An encouraging decline in reported domestic violence which began in 2018 continued, with a reduction of 7 percent in Memphis during the first half of 2019 and a 5.9 percent drop countywide.
The major violent crime figure includes murders, rapes, robberies and aggravated assaults. The rate of reported robberies declined significantly compared to the first half of last year – down 18.1 percent in Memphis and 17.4 percent countywide.
Reported rapes dropped as well, by 21.4 percent in Memphis and 23.1 percent in all of Shelby County.
These declines were offset somewhat by increases in reported aggravated assaults (up 8.2 percent in Memphis and 5.4 percent countywide), along with an increase in murders (up 14.5 percent in Memphis and 16.8 percent countywide).
In total, the major violent crime rate increased 1 percent in Memphis but dropped 0.7 percent throughout Shelby County.
The overall crime rate is determined by using reported crimes in 54 different categories (called Group A crimes by the TBI).

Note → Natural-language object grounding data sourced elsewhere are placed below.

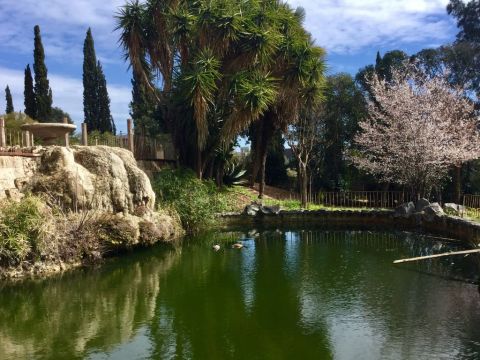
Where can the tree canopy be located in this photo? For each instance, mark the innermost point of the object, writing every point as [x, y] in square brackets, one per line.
[222, 66]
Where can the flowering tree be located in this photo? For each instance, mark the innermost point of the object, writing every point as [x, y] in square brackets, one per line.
[417, 129]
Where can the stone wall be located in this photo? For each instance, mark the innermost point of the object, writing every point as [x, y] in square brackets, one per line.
[446, 226]
[14, 172]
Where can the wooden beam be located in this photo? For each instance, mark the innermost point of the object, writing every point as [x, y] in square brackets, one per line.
[438, 255]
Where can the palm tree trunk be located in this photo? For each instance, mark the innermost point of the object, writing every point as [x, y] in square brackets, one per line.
[457, 192]
[303, 184]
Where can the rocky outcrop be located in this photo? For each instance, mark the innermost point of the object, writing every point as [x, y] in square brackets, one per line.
[80, 177]
[255, 209]
[454, 209]
[405, 210]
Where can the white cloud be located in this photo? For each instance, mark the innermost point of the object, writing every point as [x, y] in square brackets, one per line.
[348, 26]
[68, 95]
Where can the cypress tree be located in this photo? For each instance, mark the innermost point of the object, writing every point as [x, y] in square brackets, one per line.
[90, 108]
[96, 102]
[43, 93]
[8, 97]
[105, 120]
[29, 94]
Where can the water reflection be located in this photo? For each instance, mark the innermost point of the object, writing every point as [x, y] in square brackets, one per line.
[295, 294]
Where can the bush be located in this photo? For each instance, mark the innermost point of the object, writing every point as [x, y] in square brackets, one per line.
[21, 229]
[196, 201]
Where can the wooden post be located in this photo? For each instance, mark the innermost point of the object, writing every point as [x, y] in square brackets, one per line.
[3, 140]
[130, 134]
[84, 134]
[25, 138]
[67, 135]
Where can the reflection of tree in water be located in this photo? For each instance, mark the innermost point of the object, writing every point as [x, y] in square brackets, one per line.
[204, 313]
[372, 306]
[298, 294]
[83, 311]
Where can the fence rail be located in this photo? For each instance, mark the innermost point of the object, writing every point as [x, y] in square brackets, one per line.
[359, 199]
[472, 205]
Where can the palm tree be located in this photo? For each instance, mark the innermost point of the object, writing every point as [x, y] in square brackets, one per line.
[223, 65]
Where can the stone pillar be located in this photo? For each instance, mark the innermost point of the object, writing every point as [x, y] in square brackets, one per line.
[67, 135]
[130, 134]
[84, 134]
[3, 139]
[25, 138]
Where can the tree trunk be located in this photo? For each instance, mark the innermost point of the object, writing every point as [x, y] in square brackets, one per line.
[256, 152]
[267, 130]
[199, 165]
[303, 180]
[457, 191]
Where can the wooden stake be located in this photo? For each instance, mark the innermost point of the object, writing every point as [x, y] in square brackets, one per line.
[438, 255]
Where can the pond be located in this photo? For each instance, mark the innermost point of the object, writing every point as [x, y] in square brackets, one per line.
[308, 294]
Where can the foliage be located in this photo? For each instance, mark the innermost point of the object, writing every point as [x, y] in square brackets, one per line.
[8, 97]
[301, 137]
[276, 167]
[58, 115]
[43, 92]
[196, 201]
[234, 175]
[21, 228]
[343, 109]
[114, 232]
[14, 120]
[222, 65]
[418, 128]
[29, 94]
[143, 107]
[96, 102]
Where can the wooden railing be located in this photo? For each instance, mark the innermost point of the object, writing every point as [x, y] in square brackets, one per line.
[472, 205]
[361, 199]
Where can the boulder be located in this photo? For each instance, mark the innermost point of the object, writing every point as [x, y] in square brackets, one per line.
[87, 177]
[433, 210]
[404, 210]
[421, 204]
[454, 209]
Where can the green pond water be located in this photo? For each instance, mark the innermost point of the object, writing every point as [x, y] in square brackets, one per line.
[313, 294]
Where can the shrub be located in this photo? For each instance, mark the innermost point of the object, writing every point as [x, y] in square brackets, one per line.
[195, 201]
[114, 232]
[21, 229]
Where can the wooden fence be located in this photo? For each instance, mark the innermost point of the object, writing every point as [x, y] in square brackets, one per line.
[472, 205]
[360, 199]
[143, 147]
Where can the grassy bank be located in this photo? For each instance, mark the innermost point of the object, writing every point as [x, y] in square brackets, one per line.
[37, 237]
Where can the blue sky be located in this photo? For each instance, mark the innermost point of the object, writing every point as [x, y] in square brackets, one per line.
[352, 31]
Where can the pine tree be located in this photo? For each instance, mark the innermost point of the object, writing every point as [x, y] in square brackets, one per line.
[8, 97]
[105, 120]
[29, 94]
[90, 108]
[143, 106]
[43, 93]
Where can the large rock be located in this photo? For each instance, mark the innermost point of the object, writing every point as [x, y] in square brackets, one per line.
[87, 177]
[404, 210]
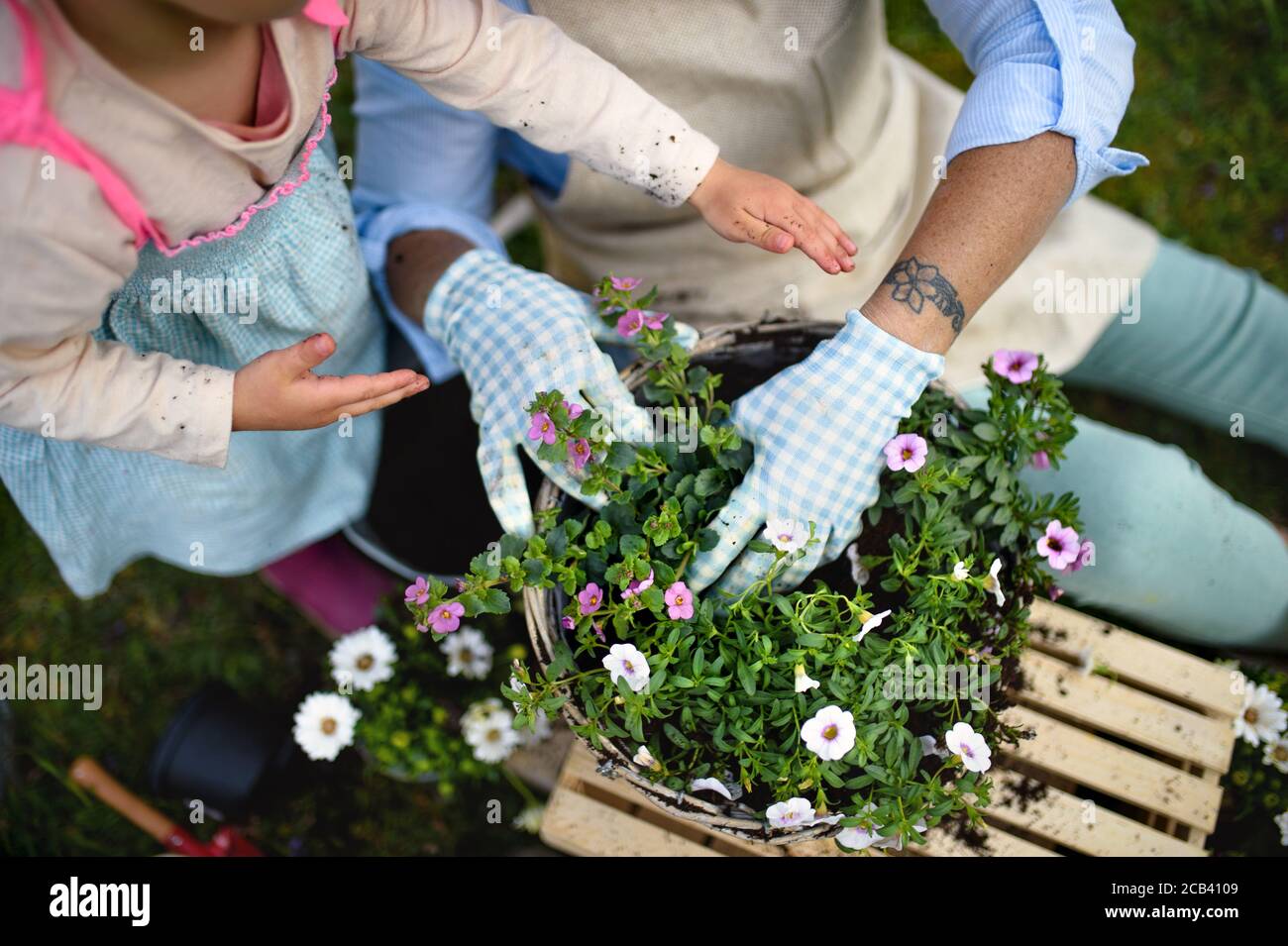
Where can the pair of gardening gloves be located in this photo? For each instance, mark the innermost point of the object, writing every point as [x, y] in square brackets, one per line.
[816, 428]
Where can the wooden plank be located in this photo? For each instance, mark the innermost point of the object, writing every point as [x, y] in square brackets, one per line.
[1063, 817]
[580, 825]
[1133, 658]
[1117, 708]
[1113, 769]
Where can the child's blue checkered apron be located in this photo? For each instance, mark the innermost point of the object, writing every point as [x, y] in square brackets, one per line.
[98, 508]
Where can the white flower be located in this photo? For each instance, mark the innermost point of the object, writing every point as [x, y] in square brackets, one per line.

The overall crime rate dropped significantly in the first half of the year compared to last year – a decline of 6.6 percent in Memphis and 7.5 percent countywide.
“Less crime means fewer citizens victimized and fewer families impacted by crime,” said District Attorney Amy Weirich. “These numbers are overall encouraging. But there is still much work to do.
One of the great things about our five-year Safe Community plan is that everyone can participate in some way and contribute to a safer and stronger community. Just think what we could prevent if every neighborhood had an active in Neighborhood Watch group.”
About the Crime Statistics: In measuring overall crime rates and trends, the Memphis Shelby Crime Commission and the Public Safety Institute use data reported by local enforcement agencies to the Tennessee Incident Based Reporting System (TIBRS), which was developed and is maintained by the Tennessee Bureau of Investigation. An incident is defined in TIBRS as “one or more offenses committed by the same offender or group of offenders acting in concert, at the same time and place.” Reported major violent crime and domestic violence offenses, however, uniquely refer to a victim count versus an incident count. All rates are calculated based on per 100,000 population.
The Memphis Shelby Crime Commission (www.memphiscrime.org): Memphis Shelby Crime Commission is an independent, non-profit 501(c) (3) organization that “quarterbacks” the work of the Operation: Safe Community (OSC) plan and its partners.
It is funded through the generous contributions of many private sector donors. Ben Adams, CEO of Baker Donelson law firm, serves as chair of the board, and Bill Gibbons serves as president of the Commission.
Safe Community (www.operationsafecommunity.org): Launched in 2007, the Operation: Safe Community (OSC) action plan, spearheaded by the Memphis Shelby Crime Commission, is a community-based crime reduction initiative.
Implementation of the Operation: Safe Community action plan is chaired by Shelby County District Attorney General Amy Weirich.
About the Public Safety Institute (www.memphis.edu/psi/): The Public Safety Institute of the University of Memphis is an interdisciplinary part of the University community committed to identifying and advancing best practices in the field of public safety.
It is housed in the School of Urban Affairs and Public Policy. Bill Gibbons serves as executive director.